Cambridge international surrogacy forum
I was greatly honoured to be one of the organisors of the recent International Surrogacy Forum, held at the University of Cambridge. The forum was co-sponsored by the University, the American Bar Association, and the International Academy of Family Lawyers.
The conference was described by the former head of the family division of the England and Wales High Court of Justice, Sir James Munby, as a “spectacular success”.

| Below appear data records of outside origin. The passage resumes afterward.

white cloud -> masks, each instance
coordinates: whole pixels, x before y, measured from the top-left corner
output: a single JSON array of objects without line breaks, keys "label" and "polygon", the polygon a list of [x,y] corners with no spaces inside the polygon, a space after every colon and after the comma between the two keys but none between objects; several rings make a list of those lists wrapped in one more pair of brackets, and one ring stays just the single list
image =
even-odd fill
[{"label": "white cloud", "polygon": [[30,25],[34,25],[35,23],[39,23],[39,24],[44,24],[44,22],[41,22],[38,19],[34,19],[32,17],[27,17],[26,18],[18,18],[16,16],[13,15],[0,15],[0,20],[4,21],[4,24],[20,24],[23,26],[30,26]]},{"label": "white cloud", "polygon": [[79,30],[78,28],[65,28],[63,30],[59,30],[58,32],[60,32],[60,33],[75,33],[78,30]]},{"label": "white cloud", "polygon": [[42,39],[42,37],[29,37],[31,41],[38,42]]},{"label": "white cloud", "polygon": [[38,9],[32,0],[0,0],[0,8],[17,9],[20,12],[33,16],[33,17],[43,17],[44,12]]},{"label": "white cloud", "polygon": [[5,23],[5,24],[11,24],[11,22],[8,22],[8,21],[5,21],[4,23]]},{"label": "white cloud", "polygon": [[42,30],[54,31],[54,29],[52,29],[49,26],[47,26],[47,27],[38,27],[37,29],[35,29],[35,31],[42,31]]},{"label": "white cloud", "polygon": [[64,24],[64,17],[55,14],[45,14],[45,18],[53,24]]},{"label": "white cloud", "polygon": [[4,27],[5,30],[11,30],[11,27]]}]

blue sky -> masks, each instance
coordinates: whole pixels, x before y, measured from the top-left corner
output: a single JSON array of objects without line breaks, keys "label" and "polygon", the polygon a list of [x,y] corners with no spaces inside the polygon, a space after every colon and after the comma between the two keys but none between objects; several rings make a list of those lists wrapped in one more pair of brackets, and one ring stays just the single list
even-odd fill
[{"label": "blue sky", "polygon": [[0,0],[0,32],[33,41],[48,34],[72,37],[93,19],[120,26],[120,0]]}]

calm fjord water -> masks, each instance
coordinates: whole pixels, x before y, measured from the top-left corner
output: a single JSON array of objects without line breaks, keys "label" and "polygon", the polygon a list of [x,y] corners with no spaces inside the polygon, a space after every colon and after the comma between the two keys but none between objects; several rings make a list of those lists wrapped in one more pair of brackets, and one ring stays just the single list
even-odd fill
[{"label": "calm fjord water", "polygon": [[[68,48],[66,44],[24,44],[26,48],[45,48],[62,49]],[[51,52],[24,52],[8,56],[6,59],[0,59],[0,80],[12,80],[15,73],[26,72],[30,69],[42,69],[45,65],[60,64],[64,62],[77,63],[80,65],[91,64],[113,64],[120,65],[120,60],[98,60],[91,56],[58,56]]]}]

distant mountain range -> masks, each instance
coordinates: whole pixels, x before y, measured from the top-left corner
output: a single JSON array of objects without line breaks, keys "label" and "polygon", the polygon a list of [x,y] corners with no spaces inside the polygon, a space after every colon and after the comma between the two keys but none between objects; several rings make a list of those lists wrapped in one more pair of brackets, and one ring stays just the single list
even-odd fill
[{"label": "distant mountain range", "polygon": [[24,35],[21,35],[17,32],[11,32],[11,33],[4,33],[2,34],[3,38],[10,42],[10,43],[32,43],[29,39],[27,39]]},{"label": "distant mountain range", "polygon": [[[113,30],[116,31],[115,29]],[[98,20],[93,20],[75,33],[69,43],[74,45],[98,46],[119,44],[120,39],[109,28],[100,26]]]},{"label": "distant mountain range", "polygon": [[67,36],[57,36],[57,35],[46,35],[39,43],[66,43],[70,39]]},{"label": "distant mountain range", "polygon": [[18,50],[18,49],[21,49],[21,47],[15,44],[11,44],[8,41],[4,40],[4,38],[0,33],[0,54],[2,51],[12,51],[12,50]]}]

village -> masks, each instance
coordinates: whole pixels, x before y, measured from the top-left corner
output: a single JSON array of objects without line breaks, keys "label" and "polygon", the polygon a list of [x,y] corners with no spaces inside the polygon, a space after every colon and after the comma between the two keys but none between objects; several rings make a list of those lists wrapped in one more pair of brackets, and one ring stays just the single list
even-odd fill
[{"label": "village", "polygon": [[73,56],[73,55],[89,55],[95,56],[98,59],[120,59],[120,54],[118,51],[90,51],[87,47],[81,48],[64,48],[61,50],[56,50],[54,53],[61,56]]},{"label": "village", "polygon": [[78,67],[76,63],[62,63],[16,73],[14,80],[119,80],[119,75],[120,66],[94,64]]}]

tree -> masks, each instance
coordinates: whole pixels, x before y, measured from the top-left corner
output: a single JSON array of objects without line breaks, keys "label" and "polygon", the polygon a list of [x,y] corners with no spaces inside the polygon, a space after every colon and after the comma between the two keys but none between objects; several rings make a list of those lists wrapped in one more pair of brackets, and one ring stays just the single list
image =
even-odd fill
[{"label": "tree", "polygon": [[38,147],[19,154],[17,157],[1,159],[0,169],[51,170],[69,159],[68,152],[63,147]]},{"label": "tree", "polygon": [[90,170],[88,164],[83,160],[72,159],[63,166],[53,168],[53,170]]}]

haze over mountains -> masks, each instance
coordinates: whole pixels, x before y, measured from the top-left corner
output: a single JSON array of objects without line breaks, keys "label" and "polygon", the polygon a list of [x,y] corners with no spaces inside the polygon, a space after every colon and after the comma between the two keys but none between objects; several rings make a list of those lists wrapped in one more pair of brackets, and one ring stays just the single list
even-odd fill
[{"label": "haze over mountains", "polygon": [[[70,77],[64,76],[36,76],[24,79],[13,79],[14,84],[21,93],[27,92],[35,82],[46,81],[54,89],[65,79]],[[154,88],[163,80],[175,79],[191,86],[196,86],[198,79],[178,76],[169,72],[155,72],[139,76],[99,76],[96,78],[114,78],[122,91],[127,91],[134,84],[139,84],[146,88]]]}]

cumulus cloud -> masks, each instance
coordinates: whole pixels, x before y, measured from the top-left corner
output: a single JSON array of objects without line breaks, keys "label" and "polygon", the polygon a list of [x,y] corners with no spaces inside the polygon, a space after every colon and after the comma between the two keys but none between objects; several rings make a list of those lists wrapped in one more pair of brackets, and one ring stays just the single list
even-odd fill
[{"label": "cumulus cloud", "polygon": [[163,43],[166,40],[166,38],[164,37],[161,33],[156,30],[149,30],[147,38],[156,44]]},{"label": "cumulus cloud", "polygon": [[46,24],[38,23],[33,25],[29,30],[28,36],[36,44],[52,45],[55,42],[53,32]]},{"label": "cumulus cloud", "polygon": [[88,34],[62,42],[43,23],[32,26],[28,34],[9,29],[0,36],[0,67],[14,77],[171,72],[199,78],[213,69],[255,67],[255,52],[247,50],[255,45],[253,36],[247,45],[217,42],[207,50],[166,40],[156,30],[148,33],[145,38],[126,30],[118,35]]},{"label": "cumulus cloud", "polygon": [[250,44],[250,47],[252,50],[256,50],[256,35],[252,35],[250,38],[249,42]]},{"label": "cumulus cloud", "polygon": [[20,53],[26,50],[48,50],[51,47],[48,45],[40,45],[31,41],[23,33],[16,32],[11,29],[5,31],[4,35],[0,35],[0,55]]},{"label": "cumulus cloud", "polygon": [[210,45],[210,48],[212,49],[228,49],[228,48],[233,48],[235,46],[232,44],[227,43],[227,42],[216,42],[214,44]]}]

250 of the world’s experts on surrogacy attended to discuss the different ways that surrogacy is regulated around the world, from an outright ban to a tolerant approach, to a more permissive approach, to no regulation, and what works. The experts were also told about empirical data about surrogacy. The point of the conference was to highlight these different methods, and to find – if possible – a way forward in both the domestic and international regulation of surrogacy
It’s little surprise but in essence the research seems to show that kids born through surrogacy turn out just like other kids. However, there are small numbers with the research, and it has been going a relatively short time, so there are some qualifiers.
Those speaking included the Special Rapporteur to the United Nations on the sale and sexual abuse of children, as can be seen in this video. I was delighted that she was able to attend.
Just before the conference was held, the England and Wales and Scottish Law Commissions suggested a rewriting of UK surrogacy laws so that intended parents are automatically recognised as parents- see the Youtube video here. Australia’s surrogacy laws were largely adapted from the UK model.
What does the research tell us?
French lawyer Caroline Mecary demonstrated why a prohibitive approach to surrogacy does not work, and its impact on parents and children. Her former clients, the Mennesson family, who lived in France, went to the US for surrogacy, and then had to go the European Court of Human Rights to have their children recognised as their children gave a powerful address.
Free market model
Professor Julia Sloth-Neilsen from Western Cape University in Cape Town talked about how surrogacy is regulated in South Africa, as did leading South African lawyer, Robynne Friedman.
The tolerant approach
This was led by Sir James Munby.
The organisors of the conference were:
- Dr Jens Scherpe, Director, Family Law Research Centre, Cambridge University
- Anne-Marie Hutchinson OBE, QC (Hon), co-chair of the Parentage/Surrogacy Project Committee of the International Academy of Family Lawyers, London
- Colin Rogerson, international representative on the ART Committee of the American Bar Association, London
- Steve Snyder, former chair of the ART Committee of the American Bar Association, Minneapolis
- Rich Vaughn, former chair ART Committee of the American Bar Association, Los Angeles
- Dean Hutchison, chair of the ART Committee of the American Bar Association, Boston
- Bruce Hale, member of the ART Committee of the American Bar Association, Boston
- me- international representative on the ART Committee of the American Bar Association, member of the Parentage/Surrogacy Project Committee of the International Academy of Family Lawyers, Brisbane.
I particularly want to acknowledge the untiring efforts of Dr Jens Scherpe in putting it all together, and then hosting the conference.